И этого всего потом из памяти и сердца нельзя выжить во всю жизнь: и не надо — как редких и дорогих гостей.
А потом нас перебросили в горы. Две-три палатки, маленькие черные точки на леднике у подножия величественных массивов, — так выглядели наши полевые лагеря. Временами покой горной антарктической пустыни нарушался тарахтением вертолета или мягким гулом «Аннушки», но чаше воем ветра. Мы были один на один с Антарктидой.
Каждый погожий день начинался с полевого маршрута. Обезумевшее солнце неустанно кружило по небосводу, и невозможно было представить, что на смену этому празднику света придет долгая полярная ночь. Наши лица обветрились, погрубели. Антарктический загар не имеет ничего общего с ровным бронзовым загаром тропиков. Здесь солнце обжигает, кожа краснеет и лопается, лица становятся медно-красными, носы и губы вспухают. Но мы не обращали на это внимания, торопились не упустить ни одного дня, ни одного часа.
Росли коллекции образцов, составлялись карты, устанавливались неизвестные ранее факты, рождались оригинальные концепции. Это было напряженное, всепоглощающее время полевых исследований. Новые сведения о геолого-геофизическом строении южной полярной области, ее оледенении сейчас, как никогда раньше, нужны ученым. Без этого немыслимо дальнейшее развитие многих фундаментальных представлений в науках о Земле, нельзя понять законы эволюции природной среды в масштабах всей планеты, невозможны долгосрочные прогнозы, а иной раз и конкретные практические рекомендации.
Поэтому и отправляются ежегодно экспедиции в Антарктиду, поэтому и мы оказались в далеких горах. Но антарктическое лето, когда только и возможны полевые исследования, коротко, и каждый час работы ценится на вес золота. И только когда задувает пурга, удается разобрать собранные коллекции, привести в порядок торопливые маршрутные записи, подлечить солнечные ожоги, иной раз просто подумать и поразмыслить.

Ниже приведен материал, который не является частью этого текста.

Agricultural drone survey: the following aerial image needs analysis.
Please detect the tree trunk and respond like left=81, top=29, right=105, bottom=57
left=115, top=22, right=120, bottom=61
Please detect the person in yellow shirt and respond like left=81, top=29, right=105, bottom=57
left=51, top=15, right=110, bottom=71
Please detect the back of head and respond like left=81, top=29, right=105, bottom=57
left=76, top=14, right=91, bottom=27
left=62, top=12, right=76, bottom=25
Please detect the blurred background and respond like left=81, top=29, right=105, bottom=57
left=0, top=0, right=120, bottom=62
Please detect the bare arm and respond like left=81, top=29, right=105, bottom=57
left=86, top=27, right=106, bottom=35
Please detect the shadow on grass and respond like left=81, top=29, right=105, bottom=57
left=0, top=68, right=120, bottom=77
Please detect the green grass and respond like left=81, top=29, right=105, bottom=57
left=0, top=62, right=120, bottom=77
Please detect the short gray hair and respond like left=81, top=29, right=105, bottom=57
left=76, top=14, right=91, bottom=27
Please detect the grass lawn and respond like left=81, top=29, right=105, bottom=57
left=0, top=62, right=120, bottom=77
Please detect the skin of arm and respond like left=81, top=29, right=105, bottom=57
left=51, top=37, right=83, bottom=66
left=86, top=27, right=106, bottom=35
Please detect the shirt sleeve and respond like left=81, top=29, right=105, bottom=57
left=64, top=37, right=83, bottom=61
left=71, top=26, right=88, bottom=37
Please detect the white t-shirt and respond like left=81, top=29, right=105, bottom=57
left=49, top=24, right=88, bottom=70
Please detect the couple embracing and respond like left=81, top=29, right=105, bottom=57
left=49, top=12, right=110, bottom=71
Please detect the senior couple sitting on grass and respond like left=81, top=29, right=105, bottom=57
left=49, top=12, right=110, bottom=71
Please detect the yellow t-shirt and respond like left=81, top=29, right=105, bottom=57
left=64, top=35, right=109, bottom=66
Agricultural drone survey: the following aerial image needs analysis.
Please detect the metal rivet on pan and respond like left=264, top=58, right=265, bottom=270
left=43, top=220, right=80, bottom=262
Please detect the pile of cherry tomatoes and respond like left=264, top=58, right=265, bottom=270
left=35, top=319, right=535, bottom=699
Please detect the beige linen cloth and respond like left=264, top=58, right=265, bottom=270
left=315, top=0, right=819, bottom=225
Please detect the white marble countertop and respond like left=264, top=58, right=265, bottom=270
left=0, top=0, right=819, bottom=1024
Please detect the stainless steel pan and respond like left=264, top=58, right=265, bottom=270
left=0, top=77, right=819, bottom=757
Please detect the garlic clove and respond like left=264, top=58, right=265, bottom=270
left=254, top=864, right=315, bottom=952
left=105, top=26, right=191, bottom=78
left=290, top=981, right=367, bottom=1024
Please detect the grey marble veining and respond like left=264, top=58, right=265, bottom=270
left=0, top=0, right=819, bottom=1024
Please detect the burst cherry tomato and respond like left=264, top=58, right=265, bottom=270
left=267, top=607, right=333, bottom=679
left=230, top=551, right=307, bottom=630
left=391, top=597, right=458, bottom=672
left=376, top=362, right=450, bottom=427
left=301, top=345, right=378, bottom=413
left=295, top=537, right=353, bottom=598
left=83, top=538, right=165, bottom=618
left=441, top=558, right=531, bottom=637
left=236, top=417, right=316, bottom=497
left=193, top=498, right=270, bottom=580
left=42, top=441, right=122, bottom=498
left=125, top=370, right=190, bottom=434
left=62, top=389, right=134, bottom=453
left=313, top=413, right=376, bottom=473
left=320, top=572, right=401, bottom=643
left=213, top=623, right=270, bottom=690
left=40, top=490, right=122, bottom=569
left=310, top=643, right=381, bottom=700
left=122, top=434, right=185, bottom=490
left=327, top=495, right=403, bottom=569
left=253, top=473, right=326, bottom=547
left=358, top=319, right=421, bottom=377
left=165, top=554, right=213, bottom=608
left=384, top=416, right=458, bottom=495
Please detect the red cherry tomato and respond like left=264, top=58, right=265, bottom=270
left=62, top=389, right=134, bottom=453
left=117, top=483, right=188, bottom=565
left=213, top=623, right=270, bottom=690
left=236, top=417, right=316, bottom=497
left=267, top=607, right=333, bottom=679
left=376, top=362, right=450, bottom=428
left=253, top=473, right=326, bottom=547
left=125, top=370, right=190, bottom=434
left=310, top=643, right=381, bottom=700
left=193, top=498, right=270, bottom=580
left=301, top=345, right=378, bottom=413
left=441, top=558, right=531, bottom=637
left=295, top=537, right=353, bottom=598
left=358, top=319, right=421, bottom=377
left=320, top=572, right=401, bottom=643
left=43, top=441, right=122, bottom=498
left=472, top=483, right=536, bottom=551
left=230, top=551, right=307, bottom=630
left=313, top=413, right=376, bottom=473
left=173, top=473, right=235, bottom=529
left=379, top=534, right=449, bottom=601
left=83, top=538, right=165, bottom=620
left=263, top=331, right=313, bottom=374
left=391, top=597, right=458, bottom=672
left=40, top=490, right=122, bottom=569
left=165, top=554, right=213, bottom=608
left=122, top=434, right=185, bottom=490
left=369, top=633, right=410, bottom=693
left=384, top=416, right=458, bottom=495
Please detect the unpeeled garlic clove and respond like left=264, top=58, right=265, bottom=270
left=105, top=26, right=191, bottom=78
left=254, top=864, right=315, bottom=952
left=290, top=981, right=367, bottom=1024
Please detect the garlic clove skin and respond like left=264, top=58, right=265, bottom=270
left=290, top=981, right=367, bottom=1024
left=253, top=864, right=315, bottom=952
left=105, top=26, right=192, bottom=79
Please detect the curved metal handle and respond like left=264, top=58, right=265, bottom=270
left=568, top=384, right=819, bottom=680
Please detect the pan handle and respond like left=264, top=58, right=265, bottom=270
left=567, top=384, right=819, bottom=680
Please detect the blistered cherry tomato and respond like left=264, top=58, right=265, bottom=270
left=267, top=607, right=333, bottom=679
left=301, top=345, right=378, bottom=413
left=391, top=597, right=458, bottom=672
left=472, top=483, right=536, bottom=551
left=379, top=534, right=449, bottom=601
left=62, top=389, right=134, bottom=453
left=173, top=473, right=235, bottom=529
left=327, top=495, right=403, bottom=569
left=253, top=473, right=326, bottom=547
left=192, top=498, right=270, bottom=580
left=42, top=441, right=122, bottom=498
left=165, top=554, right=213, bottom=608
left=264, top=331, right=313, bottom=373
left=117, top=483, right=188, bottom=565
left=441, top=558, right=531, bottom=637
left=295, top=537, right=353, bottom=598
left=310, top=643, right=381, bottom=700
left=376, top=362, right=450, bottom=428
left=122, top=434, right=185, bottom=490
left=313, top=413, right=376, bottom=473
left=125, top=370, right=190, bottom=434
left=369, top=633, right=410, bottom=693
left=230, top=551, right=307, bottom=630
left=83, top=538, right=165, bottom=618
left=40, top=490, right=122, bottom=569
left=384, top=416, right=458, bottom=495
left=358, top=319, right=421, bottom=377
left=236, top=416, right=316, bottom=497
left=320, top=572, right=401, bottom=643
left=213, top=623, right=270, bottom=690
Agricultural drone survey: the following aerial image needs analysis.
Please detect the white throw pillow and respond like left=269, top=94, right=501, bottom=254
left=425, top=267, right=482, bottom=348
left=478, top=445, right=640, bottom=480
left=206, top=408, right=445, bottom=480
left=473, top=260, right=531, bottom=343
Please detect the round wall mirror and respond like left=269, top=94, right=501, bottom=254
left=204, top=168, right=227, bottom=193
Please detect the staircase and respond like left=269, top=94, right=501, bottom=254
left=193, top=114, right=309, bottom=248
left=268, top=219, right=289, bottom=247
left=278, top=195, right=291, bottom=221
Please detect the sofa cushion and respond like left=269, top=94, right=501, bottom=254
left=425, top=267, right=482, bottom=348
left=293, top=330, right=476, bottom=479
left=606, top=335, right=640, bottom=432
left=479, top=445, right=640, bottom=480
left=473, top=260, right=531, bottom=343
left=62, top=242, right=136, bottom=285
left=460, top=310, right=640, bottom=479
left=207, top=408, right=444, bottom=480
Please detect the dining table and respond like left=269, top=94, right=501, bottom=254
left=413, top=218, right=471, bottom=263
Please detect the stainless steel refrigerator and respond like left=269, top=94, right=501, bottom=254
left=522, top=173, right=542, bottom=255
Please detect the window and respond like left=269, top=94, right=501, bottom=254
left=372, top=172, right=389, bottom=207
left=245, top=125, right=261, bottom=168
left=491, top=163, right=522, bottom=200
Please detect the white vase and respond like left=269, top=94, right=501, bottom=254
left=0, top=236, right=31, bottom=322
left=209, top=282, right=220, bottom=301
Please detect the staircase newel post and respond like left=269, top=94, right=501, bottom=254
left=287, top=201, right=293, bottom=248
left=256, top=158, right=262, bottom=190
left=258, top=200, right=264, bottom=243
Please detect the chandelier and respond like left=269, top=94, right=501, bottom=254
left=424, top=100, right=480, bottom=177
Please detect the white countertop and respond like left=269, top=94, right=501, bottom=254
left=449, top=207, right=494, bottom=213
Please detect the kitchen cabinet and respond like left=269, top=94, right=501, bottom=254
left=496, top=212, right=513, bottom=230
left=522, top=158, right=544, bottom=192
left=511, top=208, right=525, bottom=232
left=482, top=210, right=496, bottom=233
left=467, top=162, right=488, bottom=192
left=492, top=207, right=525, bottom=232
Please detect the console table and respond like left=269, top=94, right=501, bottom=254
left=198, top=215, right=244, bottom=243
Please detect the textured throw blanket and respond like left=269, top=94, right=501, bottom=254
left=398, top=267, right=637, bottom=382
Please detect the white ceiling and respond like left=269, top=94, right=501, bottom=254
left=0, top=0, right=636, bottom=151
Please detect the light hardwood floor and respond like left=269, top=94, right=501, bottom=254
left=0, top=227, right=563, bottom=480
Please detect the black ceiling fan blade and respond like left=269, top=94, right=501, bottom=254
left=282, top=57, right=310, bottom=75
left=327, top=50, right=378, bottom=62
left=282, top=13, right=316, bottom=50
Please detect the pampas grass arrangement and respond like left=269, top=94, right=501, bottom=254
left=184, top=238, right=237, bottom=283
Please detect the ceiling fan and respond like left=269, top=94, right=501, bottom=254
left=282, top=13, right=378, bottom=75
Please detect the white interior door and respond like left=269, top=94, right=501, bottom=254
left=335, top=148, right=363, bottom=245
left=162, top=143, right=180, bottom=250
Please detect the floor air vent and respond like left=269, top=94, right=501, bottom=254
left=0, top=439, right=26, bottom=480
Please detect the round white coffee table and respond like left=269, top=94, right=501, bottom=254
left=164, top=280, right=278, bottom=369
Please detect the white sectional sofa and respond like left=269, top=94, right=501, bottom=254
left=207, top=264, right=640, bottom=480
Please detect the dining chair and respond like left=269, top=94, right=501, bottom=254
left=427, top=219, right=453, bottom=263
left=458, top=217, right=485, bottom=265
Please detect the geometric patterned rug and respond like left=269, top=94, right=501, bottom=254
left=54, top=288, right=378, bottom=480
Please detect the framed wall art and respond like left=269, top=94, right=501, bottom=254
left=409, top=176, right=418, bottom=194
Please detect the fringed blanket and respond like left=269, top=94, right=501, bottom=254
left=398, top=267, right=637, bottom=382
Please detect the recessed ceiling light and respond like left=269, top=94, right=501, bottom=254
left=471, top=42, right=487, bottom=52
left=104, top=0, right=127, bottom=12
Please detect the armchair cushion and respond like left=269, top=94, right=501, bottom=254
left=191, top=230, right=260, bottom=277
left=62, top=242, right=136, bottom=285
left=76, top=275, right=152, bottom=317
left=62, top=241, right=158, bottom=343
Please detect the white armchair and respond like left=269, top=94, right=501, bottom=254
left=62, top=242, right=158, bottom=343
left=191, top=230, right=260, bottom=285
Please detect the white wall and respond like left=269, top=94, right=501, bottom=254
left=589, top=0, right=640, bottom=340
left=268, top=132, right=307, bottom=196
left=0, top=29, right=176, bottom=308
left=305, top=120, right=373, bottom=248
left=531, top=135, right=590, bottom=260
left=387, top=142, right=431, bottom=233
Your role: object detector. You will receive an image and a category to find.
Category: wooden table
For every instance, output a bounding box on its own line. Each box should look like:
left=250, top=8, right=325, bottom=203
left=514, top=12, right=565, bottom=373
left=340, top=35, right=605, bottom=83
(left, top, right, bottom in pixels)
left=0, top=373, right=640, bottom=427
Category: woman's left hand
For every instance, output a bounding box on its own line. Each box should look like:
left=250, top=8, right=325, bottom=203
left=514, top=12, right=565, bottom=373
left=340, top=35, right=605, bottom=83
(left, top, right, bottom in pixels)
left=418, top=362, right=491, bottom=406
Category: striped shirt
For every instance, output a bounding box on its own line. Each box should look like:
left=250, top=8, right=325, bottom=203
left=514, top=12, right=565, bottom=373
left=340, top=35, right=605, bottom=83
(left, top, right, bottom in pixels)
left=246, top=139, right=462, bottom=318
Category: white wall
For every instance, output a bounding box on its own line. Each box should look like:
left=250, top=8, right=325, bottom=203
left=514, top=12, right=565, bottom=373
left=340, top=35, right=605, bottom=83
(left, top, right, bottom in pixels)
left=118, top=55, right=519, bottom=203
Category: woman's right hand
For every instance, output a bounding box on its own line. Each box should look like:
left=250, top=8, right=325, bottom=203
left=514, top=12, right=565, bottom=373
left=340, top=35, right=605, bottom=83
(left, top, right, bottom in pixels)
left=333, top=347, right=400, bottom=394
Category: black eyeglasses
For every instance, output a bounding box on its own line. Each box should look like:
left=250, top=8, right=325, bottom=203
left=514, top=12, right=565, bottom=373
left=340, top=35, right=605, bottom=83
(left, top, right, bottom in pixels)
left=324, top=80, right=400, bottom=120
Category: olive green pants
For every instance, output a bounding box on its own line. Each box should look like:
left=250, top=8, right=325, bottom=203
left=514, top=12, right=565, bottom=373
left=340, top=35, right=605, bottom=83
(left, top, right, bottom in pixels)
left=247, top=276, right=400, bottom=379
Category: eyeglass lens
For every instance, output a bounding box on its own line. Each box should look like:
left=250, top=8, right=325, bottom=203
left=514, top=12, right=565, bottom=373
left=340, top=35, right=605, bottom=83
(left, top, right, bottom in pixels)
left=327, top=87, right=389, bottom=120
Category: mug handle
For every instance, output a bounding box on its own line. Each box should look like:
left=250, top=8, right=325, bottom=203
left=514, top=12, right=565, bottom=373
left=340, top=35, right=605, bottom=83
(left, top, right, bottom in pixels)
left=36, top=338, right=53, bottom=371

Здесь, на краю света, в ослепительном антарктическом безмолвии, впечатления недавнего плавания отступают на дальний план. Наши мысли все чаще обращаются к дому, к близким и любимым. Забравшись в спальные мешки, перед сном мы еще некоторое время предаемся воспоминаниям. А вспоминается обычно самое сокровенное, самое волнующее, радостное, а иной раз и грустное. Перед моими глазами чаще всего вставали милые туманные картинки детства, домики, сады и овраги старой Воробьевки, и я вновь переживал детские радости и обиды, видел своих молодых еще родителей, давно умерших дедушек и бабушек, потонувших в волнах времени товарищей детства. В эти краткие мгновения перед глазами прокручивались, как ленты кинофильмов, самые разнообразные события минувшего. Никогда и нигде не испытывал я так остро силу воспоминаний...
Много позже, уже дома, в Москве, в суматохе быстро бегущих дней редко удавалось остановиться и оглянуться назад. Но когда удавалось, тогда вспоминалась Антарктида, бури и льды Южного океана, нескончаемое ненастье Кергелена, уединенность острова-гробницы Святой Елены, изнуряющий зной Гвинейского залива, мягкое тепло Канарских островов...
Помнится, кто-то из великих мыслителей сказал, что каждому человеку для гармоничного развития должны быть отпущены судьбой хотя бы три возможности: увидеть мир собственными глазами, испытать радость общения с друзьями, суметь насладиться талантливыми книгами. Путешествие в Антарктиду одарило всем этим сразу.
Я узнал разнообразие и неповторимость природных ландшафтов Земли, обрел верных товарищей, ибо в долгой экспедиции люди тесно сближаются, и их дружба не имеет ничего общего с поверхностными отношениями в городской повседневности. А книги? Книги тоже читались тут по-особому. Именно в экспедиции заново открыл я для себя замечательного русского писателя И. А. Гончарова и вслед за ним повторяю: «Как прекрасна жизнь, между прочим, и потому, что человек может путешествовать!»